First failure in the Milanese

Consequently become the most active enemy of the Constable, Bonnivet also contributed to its defection. The duchess of Angouleme did not have a sorrow to persuade with the king that Bonnivet would succeed better than Lautrec in Italy. It had the command of the French Army and penetrated in 1523 in the Milanese. Rather than to attack Milan, he preferred to make the blockade of them, in the hope to starve it; but the imperial army undertook to starve it itself in its Bonnivet camp was withdrawn beyond the Tessin, and by bad provisions, it let beat in Rebec the knight Bayard, which says to him: “Will do You to me reason in time and place, maintaining the service of the king requires other care.” Bonnivet did not answer this challenge, and did not believe to have to irritate Bayard, the oracle of the army.
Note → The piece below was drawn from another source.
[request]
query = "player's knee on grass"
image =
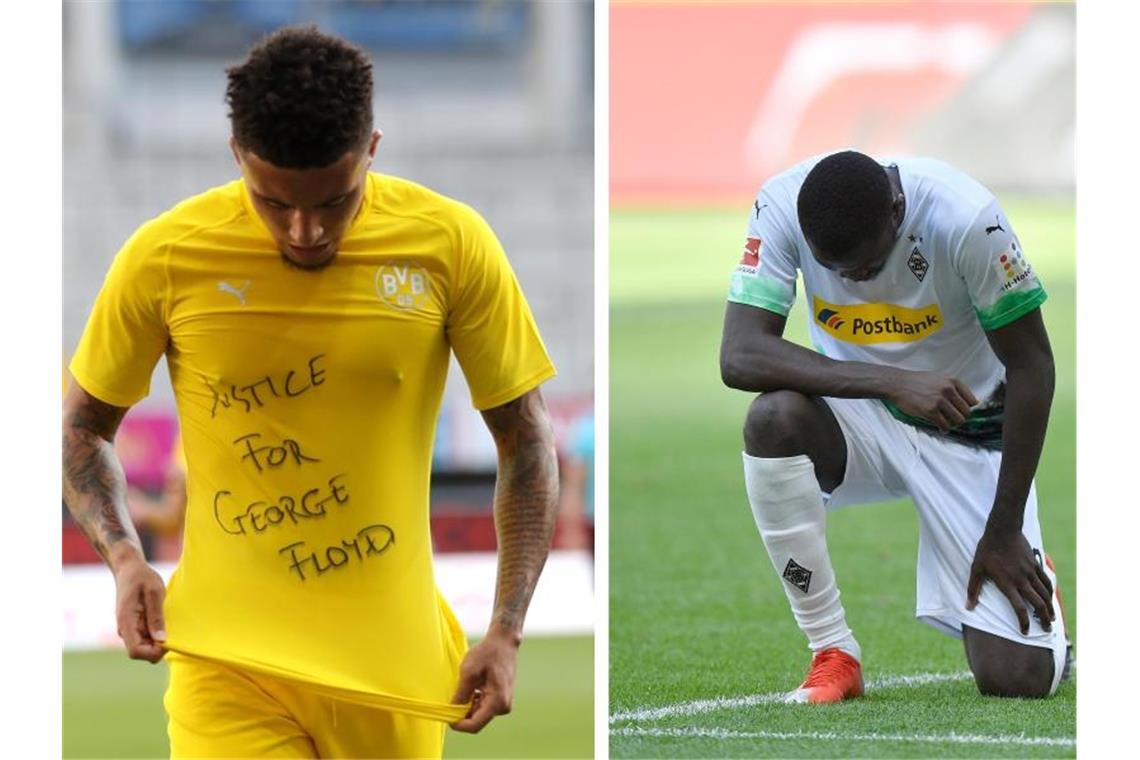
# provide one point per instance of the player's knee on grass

Pressed by the marquis de Pescaire, he entrusted even the retirement to Bayard, who saved the army with Romagnano, and was made kill. The evacuation of the Milanese was whole.
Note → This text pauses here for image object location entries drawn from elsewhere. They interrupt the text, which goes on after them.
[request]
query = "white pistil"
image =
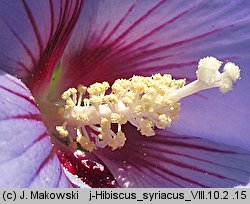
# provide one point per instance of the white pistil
(145, 102)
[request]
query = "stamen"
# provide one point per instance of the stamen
(145, 102)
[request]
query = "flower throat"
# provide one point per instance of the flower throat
(145, 102)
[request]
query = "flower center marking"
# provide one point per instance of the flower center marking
(145, 102)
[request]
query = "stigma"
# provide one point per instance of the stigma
(93, 116)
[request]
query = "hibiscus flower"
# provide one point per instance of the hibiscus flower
(48, 47)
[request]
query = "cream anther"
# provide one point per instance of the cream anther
(145, 102)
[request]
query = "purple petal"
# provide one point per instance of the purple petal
(27, 158)
(86, 166)
(117, 40)
(33, 36)
(169, 160)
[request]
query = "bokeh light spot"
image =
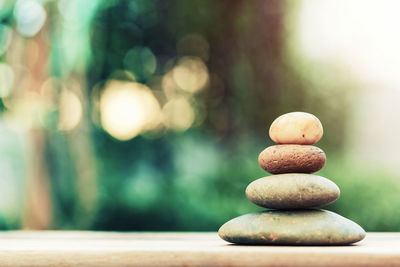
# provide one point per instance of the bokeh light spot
(30, 16)
(190, 74)
(178, 114)
(128, 109)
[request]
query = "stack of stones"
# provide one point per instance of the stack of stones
(292, 193)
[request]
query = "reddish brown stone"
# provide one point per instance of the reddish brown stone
(292, 159)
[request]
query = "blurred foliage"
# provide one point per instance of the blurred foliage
(150, 115)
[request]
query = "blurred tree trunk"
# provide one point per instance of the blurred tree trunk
(38, 207)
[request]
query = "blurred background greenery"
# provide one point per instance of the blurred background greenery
(150, 114)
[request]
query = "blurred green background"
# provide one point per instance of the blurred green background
(150, 114)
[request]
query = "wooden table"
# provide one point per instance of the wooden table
(52, 248)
The disaster of Pavia (1525)

The historians see a new proof of the excessive credit of the duchess of Angouleme in the reception which the king made made in Bonnivet with the return of this unhappy countryside. When in 1524, François Ier undertook the conquest of the Milanese in person, it was still by the council of Bonnivet that it solved to make the head office of Pavia. Bonnivet was indignant at the idea of a retirement, suggested by the most tested generals, and, wanting to save to the king the shame of an escape, it made in the council, to determine the battle, a harangue that Brantôme preserved us: it carried the decision of the king. Then seeing the deplorable effects of the council which it had given, and the uselessness of its efforts to tear off its Master with the dangers which surrounded it, it raises the visor of its helmet, and, throwing a sad glance on the battle fields, it exclaims: “Not, I then to survive a similar disaster.” and short to precipitate in the middle of the enemy battalions, on February 24th, 1525. The constable of Bourbon, seeing the bloody remainders of his enemy, would have exclaimed, by diverting the eyes: “Ah! Unhappy! You are cause of the loss of France and myself!”

Anecdotes

Brantôme ensures that the countess of Chateaubriant was inaccurate to the king in favor of Bonnivet, and that the king having it surprised one day at it, he had only time to hide. Bonnivet liked the duchess of Alençon, sister of the king, who, knowing this inclination, did not offend himself any; but this favorite, not being able to touch the heart of the princess, was introduced during the night by a trap door into its room; the duchess defended herself with as well courage, and was helped if relevance by her lady-in-waiting, as Bonnivet was seen constrained to be withdrawn shamefully. She tells itself this adventure in the Heptaméron (4th news: under supposed names).